Abused kids flee to life on streets
Emmy Fitri, The Jakarta Post, Jakarta
It's impossible not to notice the small scar on Mamo's shaved head as he sits under the Senen flyover in Central Jakarta, taking a rest from hustling for money as a busker in the dusty, traffic-clogged area.
It's his permanent reminder of why he left home. It was inflicted when his mother beat him with a broom.
"I was beaten by my mother after I stole some of my father's money. That was the worst, so I ran away," said the moon-faced eight-year-old, whose real name is Sumarno, and comes from a poor farming family in Karawang, West Java.
"I won't return home," he said. "I like it here with my friends."
Mamo, among his friends Nandi and Pendek, who are both 10 years old, still has something to be proud of, for he is the only one of the three to have attended school.
While he speaks of his past with no hint of sadness or sentimentality, counselors and rights activists warn that Sumarno, and many other children like him, will bear deep emotional scars from physical and emotional abuse in the home.
Other family relatives and neighbors will turn a blind eye or consider that there is nothing wrong, that it is the parents' right to discipline their child.
Often, the streets are the only refuge for these young victims of domestic violence. They are forced to live by their wits, earning what they can by busking, begging and sometimes even selling themselves, becoming prey to new forms of abuse and exploitation.
Inevitably, they grow into reckless, rebellious adults, for whom family and conventional values have no meaning.
Dark-skinned Pendek, so called because of his short height, is from Lampung, but he came to Jakarta three years ago with his elder brother. In the time since, Pendek's brother was killed when he fell off a train in Pasar Minggu, South Jakarta.
He fled a tough life of working on a plantation.
"We were forced to work in an oil palm plantation. It was real hard work -- day and night -- and we couldn't stand it, so we ran off," he said, recalling that work began before dawn, and daily meals consisted of dull rice and greens.
"We lived in a village. My father was sick, he couldn't work. My elder brother and my younger sister all went off to the plantation."
Nandi spoke of how, when his father passed away, his mother remarried and he became neglected.
"My mother was too busy with her new babies. I was often scolded. She was so fussy, always making a big deal out of everything I did."
Data from the National Commission for Child Protection (Komnas-PA) shows that the number of street kids is constantly increasing.

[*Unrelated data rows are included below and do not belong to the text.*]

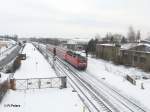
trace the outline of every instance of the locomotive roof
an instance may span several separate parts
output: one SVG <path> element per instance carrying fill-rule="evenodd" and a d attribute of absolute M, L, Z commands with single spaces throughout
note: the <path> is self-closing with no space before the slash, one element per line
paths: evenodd
<path fill-rule="evenodd" d="M 67 52 L 71 52 L 73 55 L 85 57 L 84 55 L 81 54 L 82 52 L 76 52 L 76 51 L 72 51 L 72 50 L 68 50 Z"/>

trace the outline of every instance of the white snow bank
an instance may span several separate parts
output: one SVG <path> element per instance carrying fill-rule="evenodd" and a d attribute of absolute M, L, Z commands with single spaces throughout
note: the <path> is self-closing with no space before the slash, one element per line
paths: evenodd
<path fill-rule="evenodd" d="M 31 43 L 26 44 L 23 53 L 27 58 L 21 62 L 20 69 L 14 75 L 15 78 L 56 77 L 49 63 Z"/>
<path fill-rule="evenodd" d="M 6 81 L 8 78 L 9 78 L 9 74 L 4 74 L 4 73 L 1 73 L 1 77 L 0 77 L 0 83 L 3 83 L 4 81 Z"/>
<path fill-rule="evenodd" d="M 124 78 L 127 74 L 137 76 L 150 74 L 142 72 L 136 68 L 117 66 L 108 61 L 92 58 L 88 58 L 88 68 L 86 72 L 94 75 L 98 79 L 104 79 L 108 84 L 117 88 L 121 93 L 136 99 L 137 102 L 144 104 L 150 109 L 150 80 L 138 81 L 138 85 L 134 86 Z M 139 87 L 141 86 L 141 82 L 144 83 L 145 89 Z"/>
<path fill-rule="evenodd" d="M 7 105 L 20 107 L 7 107 Z M 1 112 L 81 112 L 83 104 L 71 89 L 10 90 L 0 105 Z"/>
<path fill-rule="evenodd" d="M 15 78 L 56 77 L 53 69 L 32 44 L 27 43 L 23 53 L 26 53 L 27 59 L 22 61 L 20 69 L 14 74 Z M 13 107 L 14 105 L 17 107 Z M 83 104 L 71 88 L 9 90 L 0 105 L 0 112 L 81 112 L 82 110 Z"/>
<path fill-rule="evenodd" d="M 5 49 L 3 52 L 0 52 L 0 60 L 4 59 L 7 57 L 8 54 L 10 54 L 13 50 L 15 50 L 18 47 L 16 46 L 11 46 L 10 48 Z"/>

This is especially true during times of crisis, when many stressed parents take their frustrations out on their children.
According to the Komnas data, in the year 2000 there were some 40,000 street kids in 12 provincial capitals; that number more than doubled in the following year to 85,000.
Of course, these are only official statistics, and may not reflect the true number.
"We believe the real number is much higher because many areas were not included," the commission's executive director, Arist Merdeka Sirait, said.
He added that there were many non-governmental groups (NGOs) working with the kids, but few used the correct approaches in handling the children, while the government has yet to formulate "real" actions to address the issues.
"Many NGOs are working on project-based programs, so when the term is passed, it's over and they turn to other programs. Some of the older NGOs use the community-based approach in which they involve families and also the neighbors," he told The Jakarta Post recently.
Yet street kids, the most visible example of children who have suffered abuse, are only part of the problem, which involves dysfunctional families and the poverty that leads to psychological stress.
"The parents, too, have to be counseled for change," he said.
He gave an example of a pilot project on a shelter for street kids funded by an international development program a few years ago. It fell through because there were no sustainable activities or clearly defined objectives.
"Shelters are only to help to reintroduce the children to home and family values -- because the two things are missing in their lives. Children can't just stay without any good reasons keeping them there," he said.
While the children were at the shelter, activists should approach the families, and prepare them to receive the returning children, he said.
It is not an easy job -- either for the government or for the NGOs -- particularly when it comes to dealing with families who believe that the outsiders are interfering in their personal affairs.
Nevertheless, "something has to be done," said Arist.